If you are reading this publication, you no doubt have some stake in tomorrow's skilled technical workforce. We all are aware that action is desperately needed to increase the dwindling number of graduates who are technically proficient and interested in careers in manufacturing. My unique perspective as both an employer and a provider of technical training systems allows me to keep track of new and innovative educational options springing up throughout the country. There are some bright spots out there.
One such new program is located in Burley, Idaho, a primarily agricultural area in the southern part of the state. It sounds like an unlikely place for a manufacturing technology center, but it now has the state's first regional technical center with a new, separate building housing state-of-the-art manufacturing equipment. Burley's long-range planning committee recognized the need for a skilled, technical workforce to support both large agricultural processing plants and smaller job shops in the area. A new curriculum was developed, the search for funding began, and the cooperative effort has paid off. Open houses, student and parent tours, and word of mouth have increased enrollment.
Another bright spot exists in Palm Beach County, Florida. It probably doesn't strike you as an area that would be suffering labor shortages in manufacturing, but new technical education facilities and programs are generating enthusiasm among students and teachers alike.

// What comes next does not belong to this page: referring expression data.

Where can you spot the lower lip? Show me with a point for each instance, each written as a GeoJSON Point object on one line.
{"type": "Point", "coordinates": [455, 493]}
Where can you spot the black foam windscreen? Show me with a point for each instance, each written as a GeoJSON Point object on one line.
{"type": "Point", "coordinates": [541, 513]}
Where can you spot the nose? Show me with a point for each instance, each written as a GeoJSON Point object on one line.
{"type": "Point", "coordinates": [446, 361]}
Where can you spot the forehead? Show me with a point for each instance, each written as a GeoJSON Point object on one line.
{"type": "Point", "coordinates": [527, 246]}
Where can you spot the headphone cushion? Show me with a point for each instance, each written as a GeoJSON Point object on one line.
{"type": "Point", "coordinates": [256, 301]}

In this case, the school district's vision is that technology affects our daily lives in many ways and includes much more than computers. Incorporating problem-solving teaching strategies and applied learning, these new teaching strategies are both encouraging and rewarding for students. The county has a three-year staff development plan and has already seen increased enrollment. Good teachers attract and inspire good students.

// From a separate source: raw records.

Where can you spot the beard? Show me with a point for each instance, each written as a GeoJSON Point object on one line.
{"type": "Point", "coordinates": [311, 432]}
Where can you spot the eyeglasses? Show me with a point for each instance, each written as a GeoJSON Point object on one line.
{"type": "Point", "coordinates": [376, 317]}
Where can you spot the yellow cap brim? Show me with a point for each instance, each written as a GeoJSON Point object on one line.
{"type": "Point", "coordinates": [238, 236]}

A third bright spot exists in Springfield, Missouri. In this case, the entire initiative was teacher-inspired. An industrial arts teacher by training, this teacher was running both secondary and post-secondary machine shop programs from a regional technical center. Enrollments were down to 12 high school and 15 college students when the instructor decided it was time to change or close the program. He began his investigation into new technology at the national VICA competition, discovering the Automated Manufacturing Contest, a combination of CAD, CAM and CNC skills. What followed was a local survey of employment opportunities, self-education on the new technologies, a search for grants and funding, and preparation of all the paperwork to put a five-year plan into practice. This instructor feels that promises of employment don't attract young people—his exciting projects attract them to programs. His classes are now project-based and fully enrolled.

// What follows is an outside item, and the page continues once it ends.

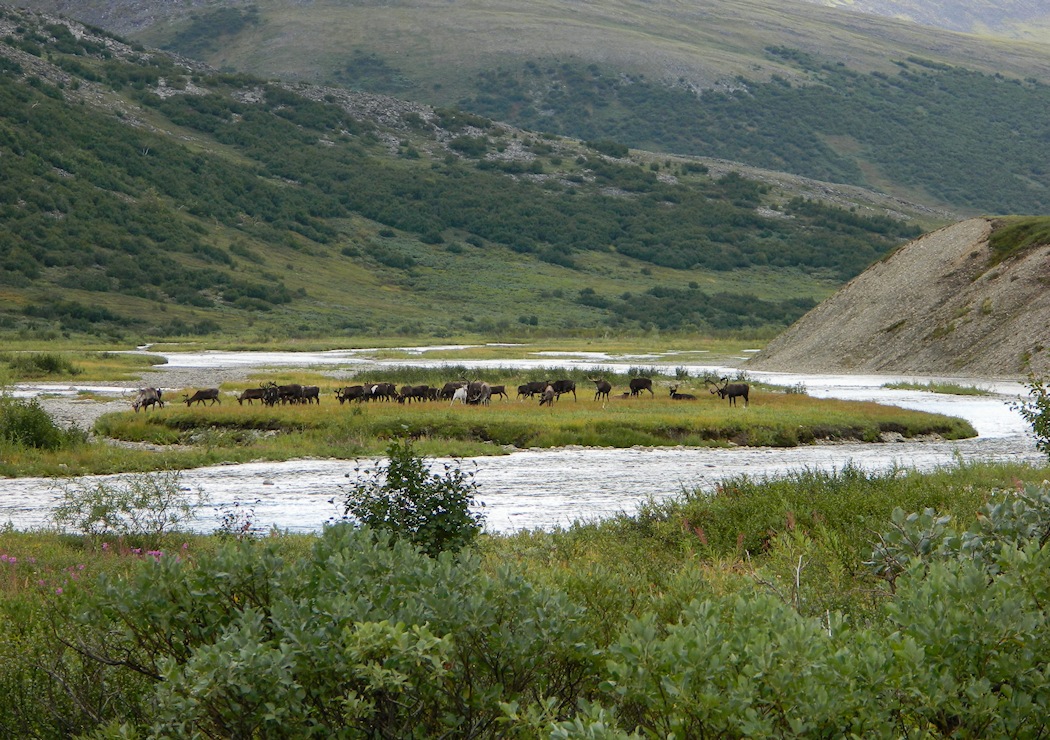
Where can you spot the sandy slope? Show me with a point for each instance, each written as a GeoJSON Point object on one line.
{"type": "Point", "coordinates": [932, 308]}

So you see, there are many ways to attack our workforce shortage. People are listening to the warnings and doing something about it, singlehandedly, with community and local industry support. The results are encouraging, but we need more involvement from industry professionals, educators, administrators, guidance counselors and parents. Get involved, send students to the IMTS 2000 Student Summit, and let them experience the excitement of our industry! It moves, it spins, it's HOT!